The eastern skink (Scincus mitranus), also known commonly as the Arabian sand skink and the eastern sandfish, is a species of lizard in the subfamily Scincinae of the family Scincidae (skinks). The species is native to the deserts and arid lands of the Arabian Peninsula north to Western Iran. Truly at home within fine, loosely-grained desert sand, this skink is known for resting while completely buried, keeping only its nostrils, and possibly part of its face, above ground for oxygen. In addition to ambushing passing invertebrate prey (likewise with only its nose or face exposed), S. mitranus will readily "dive" into the sand at the first sign of danger, appearing to "swim" through the dunes as it hastily buries itself deeper to hide. Its naturally glossy, shiny and smooth scales – typical of the skink family, in general – enable quick digging and rapid movement within the fine, often very hot, substrate, with no external injury or irritation to its body. This behavior has earned S. mitranus its common names of "sandfish" and "sand skink".

==Etymology==
The specific name mitranus is after Indian archaeologist-anthropologist Babu Rajendralal Mitra (1824–1891).

==Description==
Scincus mitranus may grow to a total length (tail included) of 20 cm and have an orange-brown or sand-coloured back, and a white underside. On the side it has a line or spots in a light colour, and the back and legs have vague dark bands. The snout is shaped like a bill, and the legs and tail are short.

==Behaviour==
The eastern skink can run quickly, or slide over the sand and dig itself in quickly when it is in danger.

==Diet==
Scincus mitranus preys on several kinds of arthropods, especially centipedes and beetles.
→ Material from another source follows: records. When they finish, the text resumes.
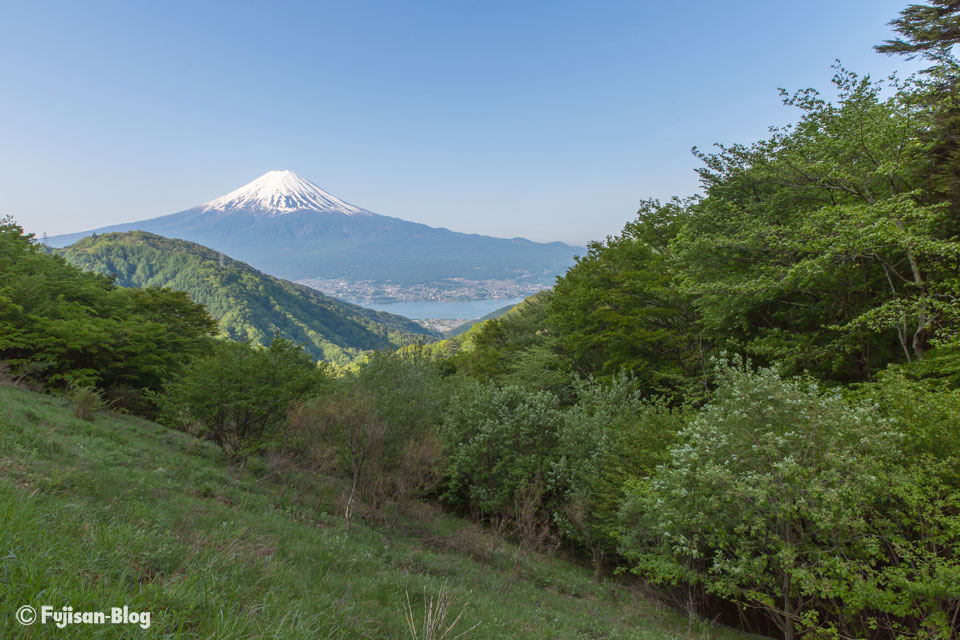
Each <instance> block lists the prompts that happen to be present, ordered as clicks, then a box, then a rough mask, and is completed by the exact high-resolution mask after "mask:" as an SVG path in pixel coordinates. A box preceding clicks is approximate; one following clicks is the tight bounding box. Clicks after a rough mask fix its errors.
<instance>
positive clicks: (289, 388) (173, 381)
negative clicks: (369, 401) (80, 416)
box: [162, 338, 323, 463]
mask: <svg viewBox="0 0 960 640" xmlns="http://www.w3.org/2000/svg"><path fill="white" fill-rule="evenodd" d="M322 382H323V374H322V370H321V369H319V368H318V367H317V365H315V364H314V363H313V361H312V359H311V358H310V356H309V355H307V354H306V352H304V351H303V349H301V348H300V347H299V346H297V345H295V344H293V343H292V342H290V341H288V340H284V339H283V338H274V340H273V341H272V342H271V343H270V345H269V346H268V347H264V348H258V347H254V346H252V345H251V344H249V343H246V342H217V343H216V344H215V345H214V347H213V349H212V350H211V353H209V354H207V355H204V356H201V357H199V358H197V359H195V360H194V361H193V362H191V363H190V364H189V365H188V366H187V367H186V369H185V371H184V372H183V374H182V375H181V376H179V377H177V378H176V379H174V380H171V381H170V382H168V384H167V385H166V386H165V388H164V395H163V399H162V404H163V407H164V417H165V419H166V420H167V421H168V422H170V423H172V424H174V425H177V426H179V427H181V428H186V429H192V430H196V431H197V432H198V433H199V434H200V435H203V436H204V437H206V438H208V439H210V440H212V441H213V442H215V443H217V444H218V445H219V446H220V447H221V448H222V449H223V450H224V452H225V453H226V454H227V456H228V457H229V458H230V459H231V460H232V461H233V462H237V463H239V462H243V461H244V460H245V459H246V458H247V457H248V456H249V455H251V454H253V453H256V452H259V451H262V450H263V449H265V448H267V447H269V446H271V445H273V444H275V442H276V440H277V439H278V438H281V437H282V436H283V428H284V427H285V425H286V423H287V411H288V410H289V408H290V406H291V404H292V403H293V402H294V401H296V400H303V399H306V398H307V397H309V396H310V395H311V394H312V393H315V392H316V391H317V390H318V388H319V386H320V385H321V384H322Z"/></svg>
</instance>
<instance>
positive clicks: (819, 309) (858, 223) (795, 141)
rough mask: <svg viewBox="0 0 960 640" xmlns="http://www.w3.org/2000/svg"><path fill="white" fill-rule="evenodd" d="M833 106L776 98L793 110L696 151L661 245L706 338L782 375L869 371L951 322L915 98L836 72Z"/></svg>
mask: <svg viewBox="0 0 960 640" xmlns="http://www.w3.org/2000/svg"><path fill="white" fill-rule="evenodd" d="M834 82H835V83H836V85H837V87H838V90H839V92H840V98H839V100H838V102H837V103H836V104H832V103H828V102H826V101H824V100H823V99H821V98H820V97H819V95H818V94H817V93H816V92H815V91H812V90H807V91H801V92H798V93H797V94H794V95H793V96H785V102H786V104H788V105H791V106H794V107H797V108H799V109H800V110H801V111H802V112H803V116H802V118H801V119H800V121H799V122H798V123H796V124H795V125H792V126H790V127H786V128H783V129H779V130H775V131H774V134H773V135H772V136H771V137H770V138H769V139H767V140H764V141H761V142H758V143H755V144H754V145H751V146H749V147H745V146H740V145H734V146H731V147H720V151H719V152H718V153H714V154H700V157H701V158H702V160H703V161H704V164H705V166H704V168H703V169H702V170H701V171H700V173H701V177H702V180H703V183H704V186H705V188H706V193H707V195H706V197H705V198H704V199H703V200H702V201H701V202H698V203H697V204H695V205H694V206H692V207H691V215H690V217H689V221H688V222H687V224H685V225H684V226H683V228H682V229H681V231H680V232H679V234H678V237H677V240H676V242H675V243H674V249H675V251H676V253H677V256H678V261H679V263H680V270H681V281H682V287H683V290H684V291H686V292H687V293H688V295H691V296H694V298H695V300H696V305H697V307H698V309H699V310H700V311H701V313H702V314H703V320H704V324H705V326H706V329H707V330H708V333H709V334H710V336H711V337H712V338H713V339H714V340H717V341H726V342H727V344H728V345H730V346H732V347H734V348H738V349H744V350H746V351H747V352H748V353H750V354H752V355H754V356H756V357H759V358H761V359H762V360H764V361H766V362H773V361H780V362H782V363H784V364H786V365H787V366H788V367H790V370H791V371H795V372H799V371H803V370H809V371H814V372H817V373H818V374H819V375H821V376H825V377H829V378H832V379H834V380H840V381H856V380H864V379H870V377H871V376H872V375H873V373H875V372H876V371H877V370H878V369H879V368H881V367H883V366H884V365H886V364H887V363H888V362H897V361H904V360H907V361H909V360H921V359H923V357H924V356H925V354H926V351H927V349H928V348H929V345H930V343H931V340H932V339H935V338H937V337H939V336H942V335H946V334H949V333H950V332H951V331H952V330H953V327H955V326H956V323H957V320H958V297H957V290H956V286H955V285H956V282H955V279H954V278H953V274H955V272H956V258H957V256H958V255H960V253H958V251H960V244H958V242H957V240H956V238H954V237H953V236H952V235H951V234H950V232H949V228H950V224H949V219H950V215H949V211H947V210H946V208H945V207H944V206H943V205H941V204H938V203H932V202H928V201H927V200H926V199H925V198H924V197H923V190H922V187H923V181H924V176H925V175H926V172H927V170H928V168H929V159H928V157H927V156H926V154H925V146H924V144H923V142H922V140H921V133H922V131H923V130H924V126H925V125H924V118H925V116H926V115H927V113H928V111H929V109H928V107H927V106H926V105H925V104H924V103H922V102H920V101H918V100H917V99H916V95H915V93H914V91H913V88H914V85H912V84H910V83H907V84H899V83H896V82H892V84H891V85H890V86H889V87H888V88H889V89H890V90H892V91H893V93H892V95H889V96H888V97H882V91H883V89H884V88H885V86H884V85H883V84H882V83H874V82H872V81H870V80H869V78H859V77H858V76H856V75H855V74H853V73H850V72H848V71H846V70H843V69H838V71H837V75H836V76H835V78H834Z"/></svg>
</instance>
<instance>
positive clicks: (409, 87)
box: [0, 0, 916, 244]
mask: <svg viewBox="0 0 960 640" xmlns="http://www.w3.org/2000/svg"><path fill="white" fill-rule="evenodd" d="M148 5H149V6H148ZM905 5H906V2H905V1H892V0H805V1H804V2H787V1H783V0H732V1H727V2H721V1H719V0H712V1H706V0H701V1H697V0H690V1H687V2H680V1H676V2H670V1H668V2H663V1H643V0H634V1H632V2H608V1H604V0H592V1H583V2H580V1H576V2H562V1H545V2H526V1H517V0H513V1H503V2H501V1H497V0H484V1H482V2H466V1H458V0H438V1H436V2H419V1H416V0H411V1H404V2H399V1H393V2H364V1H351V2H343V1H339V2H303V3H292V2H279V1H272V2H229V3H228V2H223V3H216V2H197V1H192V2H174V1H166V2H155V3H145V2H129V1H125V2H115V3H103V2H92V1H87V2H72V1H71V2H43V1H40V0H31V1H30V2H25V1H20V2H10V1H8V0H0V215H5V214H10V215H13V216H14V218H15V219H16V220H17V221H18V222H20V223H21V224H22V225H23V226H24V227H25V228H26V229H27V230H28V231H32V232H35V233H37V234H40V233H42V232H44V231H46V232H47V233H49V234H50V235H54V234H57V233H66V232H73V231H81V230H85V229H91V228H94V227H100V226H104V225H108V224H114V223H120V222H129V221H133V220H140V219H145V218H150V217H154V216H158V215H163V214H167V213H173V212H176V211H181V210H183V209H186V208H189V207H191V206H194V205H197V204H200V203H202V202H205V201H207V200H210V199H212V198H214V197H216V196H219V195H222V194H224V193H226V192H228V191H231V190H233V189H235V188H237V187H239V186H240V185H242V184H244V183H246V182H248V181H250V180H252V179H253V178H255V177H257V176H259V175H260V174H262V173H264V172H265V171H268V170H270V169H291V170H293V171H296V172H297V173H299V174H300V175H302V176H303V177H305V178H307V179H309V180H311V181H313V182H315V183H317V184H318V185H319V186H321V187H322V188H324V189H326V190H327V191H329V192H331V193H333V194H334V195H336V196H338V197H340V198H342V199H344V200H347V201H348V202H352V203H354V204H357V205H359V206H361V207H364V208H366V209H370V210H372V211H375V212H377V213H382V214H385V215H391V216H397V217H401V218H405V219H408V220H414V221H417V222H423V223H426V224H429V225H432V226H445V227H448V228H450V229H454V230H456V231H466V232H475V233H484V234H489V235H496V236H506V237H512V236H524V237H528V238H531V239H533V240H540V241H547V240H563V241H566V242H570V243H576V244H582V243H584V242H585V241H587V240H590V239H598V238H602V237H604V236H605V235H607V234H612V233H617V232H618V231H619V230H620V229H621V228H622V226H623V224H624V223H625V222H626V221H627V220H629V219H631V218H632V217H633V215H634V213H635V211H636V209H637V204H638V202H639V201H640V200H641V199H643V198H647V197H659V198H668V197H670V196H671V195H674V194H676V195H689V194H691V193H693V192H695V191H696V189H697V187H698V185H697V179H696V175H695V174H694V172H693V169H694V167H696V166H697V163H696V160H695V159H694V158H693V157H692V156H691V155H690V148H691V147H692V146H694V145H697V146H700V147H709V146H710V145H711V144H712V143H714V142H750V141H752V140H754V139H757V138H759V137H763V136H764V135H765V133H766V131H767V127H768V126H769V125H775V124H783V123H785V122H788V121H790V120H792V119H793V117H794V115H795V114H794V113H793V112H791V111H790V110H789V109H787V108H785V107H782V106H781V105H780V100H779V97H778V94H777V88H778V87H786V88H788V89H797V88H803V87H808V86H815V87H818V88H822V89H829V86H830V84H829V80H830V77H831V75H832V72H831V70H830V64H831V63H832V61H833V60H834V59H835V58H840V59H841V60H842V62H843V63H844V64H845V65H846V66H848V67H850V68H852V69H854V70H856V71H859V72H861V73H871V74H873V75H874V76H880V75H886V74H888V73H889V72H891V71H893V70H897V69H899V70H903V71H909V70H911V69H912V68H916V65H913V66H912V67H911V65H910V64H908V63H905V62H904V61H902V60H901V59H899V58H890V57H886V56H882V55H880V54H876V53H874V52H873V51H872V49H871V47H872V45H874V44H876V43H878V42H880V41H881V40H883V39H884V38H887V37H890V31H889V27H887V22H889V21H890V20H891V19H892V18H894V17H895V16H896V15H897V13H898V12H899V10H900V9H901V8H903V7H904V6H905Z"/></svg>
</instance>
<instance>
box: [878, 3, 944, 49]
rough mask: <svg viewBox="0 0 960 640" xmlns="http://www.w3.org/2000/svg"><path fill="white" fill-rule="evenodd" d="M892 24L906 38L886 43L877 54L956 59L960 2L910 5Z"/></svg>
mask: <svg viewBox="0 0 960 640" xmlns="http://www.w3.org/2000/svg"><path fill="white" fill-rule="evenodd" d="M890 24H891V26H893V28H894V29H895V30H896V31H897V32H899V33H900V35H901V36H902V37H900V38H896V39H895V40H886V41H884V43H883V44H880V45H877V46H876V50H877V51H880V52H881V53H899V54H903V55H907V56H909V57H914V56H918V55H919V56H923V57H925V58H928V59H930V60H934V61H936V62H938V63H940V64H943V63H949V62H952V60H953V52H952V49H953V47H954V46H955V45H957V44H960V1H958V0H930V2H929V3H928V4H910V5H907V7H906V8H905V9H903V11H901V12H900V17H898V18H896V19H894V20H893V21H892V22H891V23H890Z"/></svg>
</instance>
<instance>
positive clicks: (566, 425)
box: [550, 375, 685, 578]
mask: <svg viewBox="0 0 960 640" xmlns="http://www.w3.org/2000/svg"><path fill="white" fill-rule="evenodd" d="M576 398H577V401H576V403H575V404H574V405H573V406H571V407H569V408H567V409H566V411H564V415H563V422H562V424H561V426H560V430H559V432H558V434H557V453H556V456H555V457H556V460H555V461H554V462H553V464H552V466H551V471H550V486H551V487H552V488H553V489H554V490H555V491H556V492H557V493H558V499H559V500H560V504H559V506H558V507H557V509H556V511H555V513H554V522H555V524H556V525H557V527H558V529H559V531H560V533H561V534H562V535H563V536H564V537H565V538H566V539H568V540H570V541H572V542H573V543H575V544H576V545H577V546H578V547H580V548H581V549H583V550H585V551H587V552H588V553H589V555H590V558H591V560H592V561H593V565H594V570H595V577H597V578H599V576H600V572H601V569H602V568H603V565H604V563H605V561H606V560H607V559H608V558H609V557H612V556H615V552H616V546H617V538H618V535H619V533H618V529H619V526H618V525H619V523H618V511H619V509H620V506H621V505H622V503H623V500H624V497H625V492H626V490H627V487H628V486H630V485H631V483H635V482H638V481H640V480H642V479H643V478H646V477H647V476H649V475H651V474H652V473H653V472H654V471H655V470H656V467H657V465H658V464H660V463H662V462H665V461H666V459H667V456H668V454H669V450H670V446H671V445H672V444H673V442H674V439H675V438H676V434H677V431H679V429H680V427H681V426H682V425H683V422H684V420H685V415H684V413H683V412H682V411H680V410H677V409H671V408H669V407H668V406H667V405H666V403H665V402H663V401H649V400H647V401H645V400H643V398H642V397H641V394H640V392H639V390H638V389H637V385H636V381H635V380H633V379H632V378H629V377H628V376H626V375H620V376H617V377H616V378H614V379H613V380H611V381H610V382H608V383H605V384H602V383H599V382H597V381H596V380H581V381H578V382H577V383H576Z"/></svg>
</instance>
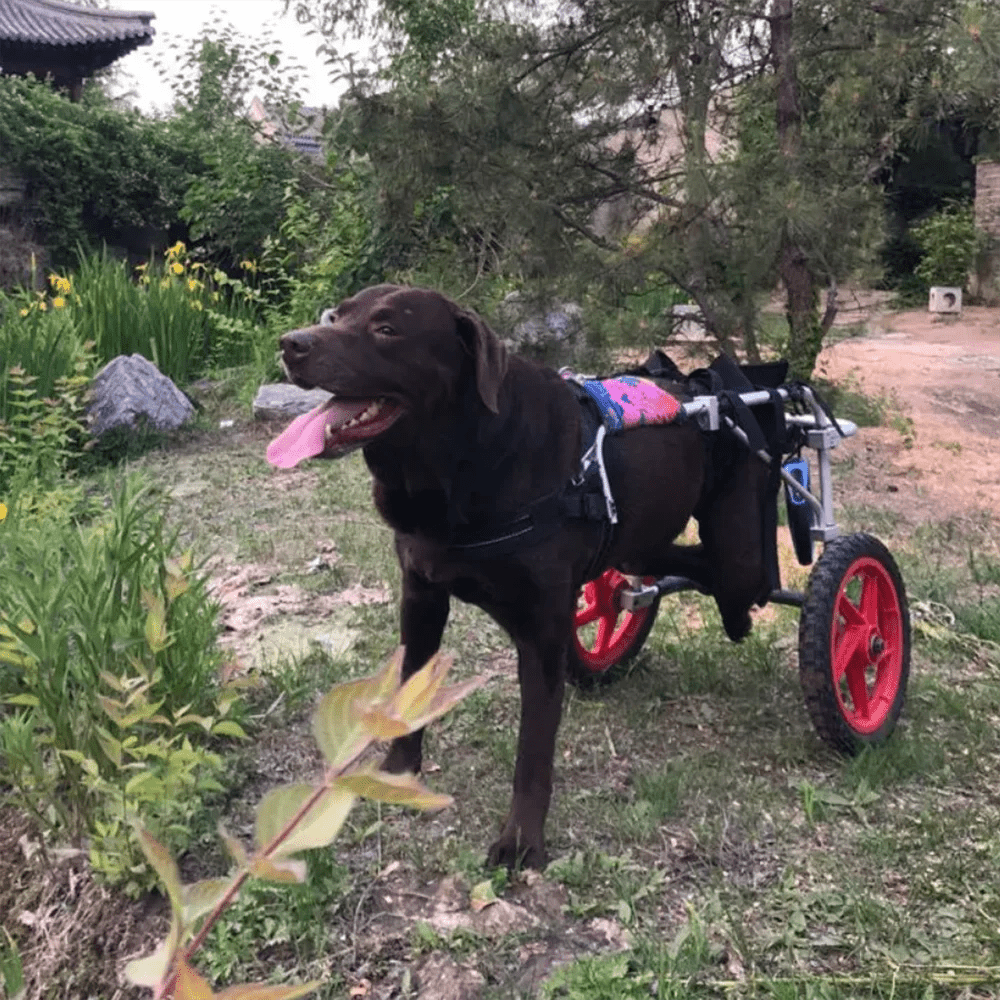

==Distribution and habitat==
Scincus mitranus is found in the southern, eastern and northern areas of the Arabian Peninsula (Kuwait, Oman, Qatar, Saudi Arabia, Bahrain and the United Arab Emirates), Western Iran (near Ahvaz) and potentially east into Pakistan, though its actual presence in the latter is disputed. In Oman, it has been sighted as far south and west as the region of Al-Mazyunah, Dhofar, close to the border with Yemen. In Saudi Arabia, it has been documented as far west as Riyadh and the deserts to the east of Al-Artawiyah and Umm Al Jamajm, north of the capital city. Scincus mitranus is associated with loose sand dune (aeolian) habitats.

==Reproduction==
The eastern skink is ovoviviparous, which gives it an advantage compared to other species in the area, as its eggs cannot desiccate.